Na
frente da câmara fotográfica, ninguém precisa nos dizer "Sorria!" Espontaneamente,
simulamos grandes alegrias, sorrindo de boca aberta. Em regra, hoje, os
retratos são propaganda de pasta de dentes - se você não acredita, passeie pelo
Facebook, onde muitos compartilham seus álbuns, rivalizando para ver quem
parece melhor aproveitar a vida.
O
hábito de sorrir nos retratos é muito recente. Angus Trumble, autor de "A
Brief History of the Smile" (Uma Breve História do Sorriso), assinala que
esse costume não poderia ter se formado antes que os dentistas tornassem nossos
dentes apresentáveis.
Além
disso, os retratos pintados pediam poses longas e repetidas, para as quais era
mais fácil adotar uma expressão "natural". Outra explicação é que o
retrato, até a terceira década do século 20, era uma ocasião rara e, por isso,
um pouco solene.
Mas
resta que nossos antepassados recentes, na hora de serem imortalizados, queriam
deixar à posteridade uma imagem de seriedade e compostura; enquanto nós, na
mesma hora, sentimos a necessidade de sorrir - e nada do sorriso enigmático do
Buda ou de Mona Lisa: sorrimos escancaradamente.
Certo,
o hábito de sorrir na foto se estabeleceu quando as câmaras fotográficas
portáteis banalizaram o retrato. Mas é duvidoso que nossos sorrisos tenham sido
inventados para essas câmaras.
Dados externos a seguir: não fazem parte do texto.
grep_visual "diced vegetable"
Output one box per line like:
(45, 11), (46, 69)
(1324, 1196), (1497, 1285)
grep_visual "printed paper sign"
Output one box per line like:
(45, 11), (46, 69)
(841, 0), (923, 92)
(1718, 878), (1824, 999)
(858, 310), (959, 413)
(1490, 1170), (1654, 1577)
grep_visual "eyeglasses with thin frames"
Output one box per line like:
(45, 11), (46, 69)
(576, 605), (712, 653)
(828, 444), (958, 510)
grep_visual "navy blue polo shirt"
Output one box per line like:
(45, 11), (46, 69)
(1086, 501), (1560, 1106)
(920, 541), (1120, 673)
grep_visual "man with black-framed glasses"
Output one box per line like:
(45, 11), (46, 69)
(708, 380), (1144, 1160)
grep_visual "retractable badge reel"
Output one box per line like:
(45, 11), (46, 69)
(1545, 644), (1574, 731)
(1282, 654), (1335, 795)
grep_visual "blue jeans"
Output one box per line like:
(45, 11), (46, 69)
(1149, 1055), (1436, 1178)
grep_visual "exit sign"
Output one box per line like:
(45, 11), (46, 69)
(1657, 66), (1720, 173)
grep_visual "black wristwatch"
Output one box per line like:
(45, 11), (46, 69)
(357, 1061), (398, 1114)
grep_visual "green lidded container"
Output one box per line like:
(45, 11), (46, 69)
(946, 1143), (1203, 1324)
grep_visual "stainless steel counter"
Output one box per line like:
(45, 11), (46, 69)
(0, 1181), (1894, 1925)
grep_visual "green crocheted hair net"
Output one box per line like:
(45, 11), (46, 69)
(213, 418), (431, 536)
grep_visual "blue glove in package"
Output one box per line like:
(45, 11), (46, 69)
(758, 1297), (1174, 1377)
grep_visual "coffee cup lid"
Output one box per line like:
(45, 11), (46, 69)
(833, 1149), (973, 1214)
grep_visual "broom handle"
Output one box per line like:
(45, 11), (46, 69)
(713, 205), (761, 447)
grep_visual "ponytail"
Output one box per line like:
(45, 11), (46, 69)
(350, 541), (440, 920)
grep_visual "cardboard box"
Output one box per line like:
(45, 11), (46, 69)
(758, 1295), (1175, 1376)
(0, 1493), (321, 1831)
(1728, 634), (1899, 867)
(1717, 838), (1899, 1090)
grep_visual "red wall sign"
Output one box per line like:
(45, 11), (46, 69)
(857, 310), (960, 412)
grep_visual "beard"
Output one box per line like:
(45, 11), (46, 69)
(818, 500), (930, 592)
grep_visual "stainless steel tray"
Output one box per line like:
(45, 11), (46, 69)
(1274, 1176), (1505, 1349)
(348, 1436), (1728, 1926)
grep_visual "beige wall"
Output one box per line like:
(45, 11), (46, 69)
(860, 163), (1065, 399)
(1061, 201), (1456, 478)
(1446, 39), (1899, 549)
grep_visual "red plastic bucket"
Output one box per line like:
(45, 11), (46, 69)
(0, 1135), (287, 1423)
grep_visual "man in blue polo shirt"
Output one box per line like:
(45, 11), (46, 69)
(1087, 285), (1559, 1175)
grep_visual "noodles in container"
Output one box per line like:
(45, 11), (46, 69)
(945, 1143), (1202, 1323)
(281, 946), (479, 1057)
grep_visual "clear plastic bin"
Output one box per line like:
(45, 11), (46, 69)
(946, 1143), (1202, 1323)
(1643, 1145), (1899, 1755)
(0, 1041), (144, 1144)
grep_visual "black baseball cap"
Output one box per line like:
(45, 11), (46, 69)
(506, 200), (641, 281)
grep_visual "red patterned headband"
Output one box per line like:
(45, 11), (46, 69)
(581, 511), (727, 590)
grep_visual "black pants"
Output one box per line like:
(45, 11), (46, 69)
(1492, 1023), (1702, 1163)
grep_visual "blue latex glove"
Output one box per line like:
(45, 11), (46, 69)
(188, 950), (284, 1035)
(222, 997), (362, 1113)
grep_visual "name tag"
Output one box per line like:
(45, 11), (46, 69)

É mais provável que as câmaras tenham surgido
para satisfazer a dupla necessidade de registrar (e mostrar aos outros) nossa
suposta "felicidade" em duas circunstâncias que eram novas ou quase:
a vida da família nuclear e o tempo de férias.
De
fato, o álbum de fotos das crianças e o das férias são os grandes repertórios
do sorriso. No primeiro, ao risco de parecerem idiotas de tanto sorrir, as
crianças devem mostrar a nós e ao mundo que elas preenchem sua missão: a de
realizar (ou parecer realizar) nossos sonhos frustrados de felicidade. Nas
fotos das férias, trata-se de provar que nós também (além das crianças) sabemos
ser "felizes".
Em
suma, estampado na cara das crianças ou na nossa, o sorriso é, hoje, o grande
sinal exterior da capacidade de aproveitar a vida. É ele que deveria nos valer
a admiração (e a inveja) dos outros.
De
uma longa época em que nossa maneira e talvez nossa capacidade de enfrentar a
vida eram resumidas por uma espécie de seriedade intensa, passamos a uma época
em que saber viver coincidiria com saber sorrir e rir. Nessa passagem, não há
só uma mudança de expressão: o passado parece valorizar uma atenção focada e
reflexiva, enquanto nós parecemos valorizar a diversão. Ou seja, no passado,
saber viver era focar na vida; hoje, saber viver é se distrair dela.
Ao
longo do século 19, antes que o sorriso deturpasse os retratos, a
"felicidade" e a alegria excessivas eram, aliás, sinais de que o
retratado estava dilapidando seu tempo, incapaz de encarar a complexidade e a
finitude da vida.
Alguém
dirá que tudo isso seria uma nostalgia sem relevância, se, valorizando o
sorriso e o riso, conseguíssemos tornar a dita felicidade prioritária em nossas
vidas. Se o bom humor da diversão afastasse as dores do dia a dia, quem se
queixaria disso?
Uma
pesquisa sobre efeitos paradoxais de valorização da felicidade apontam que, em
tese, essa valorização ajuda a alcançar o que é valorizado - por exemplo, quem
valoriza boas notas, estuda mais, etc. Mas eis que duas experiências
complementares mostram que, no caso da felicidade (mesmo que ninguém saiba o
que ela é exatamente - ou talvez por isso), acontece o contrário: valorizar a
felicidade produz insatisfação e mesmo depressão. De que se trata? Decepção?
Sentimento de inadequação? Um pouco disso tudo e, mais radicalmente, da
sensação de que a gente não tem competência para viver - apenas para se
divertir ou, pior ainda, para fazer de conta. Como chegamos a isso?
Pouco
tempo atrás, na minha frente, uma mãe conversava pelo telefone com o filho (que
a preocupa um pouco pelo excesso de atividade e pela dispersão). O menino
estava passando um dia agitado, brincando com amigos; a mãe quis saber se
estava tudo bem e perguntou: "Filho, está se divertindo bem?".